Data-driven mobile applications are a growing demand in the mobile application space. More and more of these applications require blazing fast speed with reliable reactive data stores as well as offline-first sync capabilities.
SQLite was initially developed to solve a local access SQL solution with minimal configuration and relational data concepts. In this article, we will show how MongoDB database compares to SQLite and discuss the use cases it comes to solve.
SQLite is a C-based library that allows applications to store and retrieve data from local files on devices via a SQL interface. SQLite was started as an open-source project in Sep 2000 and is supported on a few platforms, mostly mobile devices and mobile operating systems.
MongoDB Server is a general-purpose document database which supports different platforms. MongoDB’s core concept is a NoSQL flexible schema that stores data in BSON (Binary JSON-like) documents grouped in “collections” and “databases.” MongoDB can potentially run on small devices but its main power is being a backend database for your applications. The best and most convenient way to run a MongoDB Server is with MongoDB Atlas, our Database-as-a-Service platform.
MongoDB Atlas is scalable and highly available by design cloud platform, allowing multiple clients and languages to connect and power different applications. If your frameworks of choice are C#, Java (Android), iOS, Node.js, or Python, all (and more) are supported via a native Driver.

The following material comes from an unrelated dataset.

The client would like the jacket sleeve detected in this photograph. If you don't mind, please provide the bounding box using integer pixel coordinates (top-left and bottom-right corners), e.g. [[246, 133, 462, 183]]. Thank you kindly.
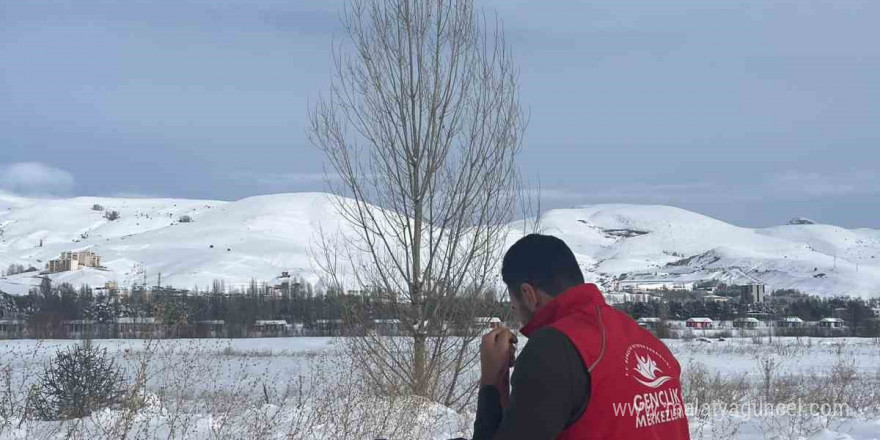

SQLite is a veteran in the mobile self-contained database world and therefore, developers with preference to SQL syntax with static schemas might prefer SQLite. It lives only on the device and does not have any external backup or scaleout solutions.
If you do not require a scalable and highly concurrent solution with offline synchronization of devices, you might go for SQLite.
Having said that, frequent schema changes and agility requirements have become a wide challenge for lots of mobile applications and websites. Therefore, a majority of customers should consider the benefits of MongoDB’s modern solutions over the legacy SQLite.
The real question should be why not use MongoDB’s solutions for developing local or/and offline sync databases?
MongoDB database has a flexible schema at heart, where the documents map nicely and naturally to mobile development classes. Additionally, MongoDB Atlas supports secure connections from most modern mobile development programming languages. Those together with Atlas’ scalable platform and its flexible billing models (including serverless clusters) are compelling for applications these days (start small and grow fast).
One of the emerging products by MongoDB is Realm, which is comparable to SQLite in terms of use cases it serves. Learn more in the Realm vs SQLite article (coming soon).
As mobile developers, you learn that application requirements might evolve quickly and so does the scale. Having Realm, a local object store with built-in edge-to-cloud sync, backed up by MongoDB Atlas, allows developer productivity to skyrocket while staying reliable and agile.
Once the data is in MongoDB Atlas, you can use the power of integrations like Charts or Data Lake to enhance your application stack.
The table below outlines how MongoDB compares with SQLite in key areas pertaining to mobile application development.
MongoDB is a modern and robust database supporting a much larger use case variety, which is superior to SQLite in many areas. For mobile applications, MongoDB developers can leverage Realm and Atlas App Services, including Atlas Device Sync, to build cross platform, offline-first applications that are backed by the MongoDB Atlas cloud platform.